Date: March 02, 2011 Time: (All day)
Event Type: Lecture
Clinical decision support (CDS), 'providing clinicians or patients with clinical knowledge and patient-specific information, intelligently filtered and presented at appropriate times, to enhance patient care', is key to achieving our national goals for improvement in healthcare quality and safety, while reducing its costs. We have been working to understand the barriers and facilitators to implementing CDS within healthcare organizations. We have developed a Rapid Assessment Process, a mixed-method evaluation approach adapted from anthropology, to study clinicians, administrators, and information technologists as they worked to design, develop, and implement these systems. We have identified the following ten themes related to CDS, including: 1) workflow, 2) knowledge management, 3) data as a foundation for CDS, 4) user computer interaction; 5) measurement and monitoring, 6) governance, 7) translation for collaboration, 8) the meaning of CDS, 9) new roles for special people, and 10) communication, training, and support. To be successful, an organization must carefully navigate each of these areas. These themes also have implications for future research and development, workforce training, and national policy implications.

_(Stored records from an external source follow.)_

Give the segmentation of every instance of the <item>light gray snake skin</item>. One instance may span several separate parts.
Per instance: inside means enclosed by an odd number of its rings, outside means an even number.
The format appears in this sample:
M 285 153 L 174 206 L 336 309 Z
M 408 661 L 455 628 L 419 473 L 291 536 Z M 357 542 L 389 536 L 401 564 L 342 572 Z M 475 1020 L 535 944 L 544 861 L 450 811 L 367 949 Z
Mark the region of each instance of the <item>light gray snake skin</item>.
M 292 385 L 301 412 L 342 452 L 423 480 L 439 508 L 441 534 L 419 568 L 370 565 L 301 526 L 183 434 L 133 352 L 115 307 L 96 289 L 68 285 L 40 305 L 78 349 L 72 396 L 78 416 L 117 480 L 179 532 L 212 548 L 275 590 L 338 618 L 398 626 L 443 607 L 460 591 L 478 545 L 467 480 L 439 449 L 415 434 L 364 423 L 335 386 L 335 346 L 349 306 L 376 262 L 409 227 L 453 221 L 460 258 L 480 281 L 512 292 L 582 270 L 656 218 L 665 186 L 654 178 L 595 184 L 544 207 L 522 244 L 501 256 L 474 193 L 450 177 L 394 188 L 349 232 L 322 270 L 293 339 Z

Dean F. Sittig, PhD is a professor at the University of Texas, School of Biomedical Informatics in Houston, TX. He is interested in all aspects of clinical information system design, development, implementation, and evaluation. In addition to his work on measuring the impact of clinical information systems on a large scale, he is working to improve our understanding of both the factors that lead to success, as well as, the unintended consequences associated with computer-based clinical decision support and provider order entry systems. In addition to over 200 scientific publications, he has co-authored several award-winning books on clinical decision support including: 'Improving Outcomes - A Practical Guide to Clinical Decision Support Implementation', 'Improving Medication Use and Outcomes with Clinical Decision Support A Step-by-Step Guide' and more recently, 'Clinical Information Systems: Overcoming Adverse Consequences'.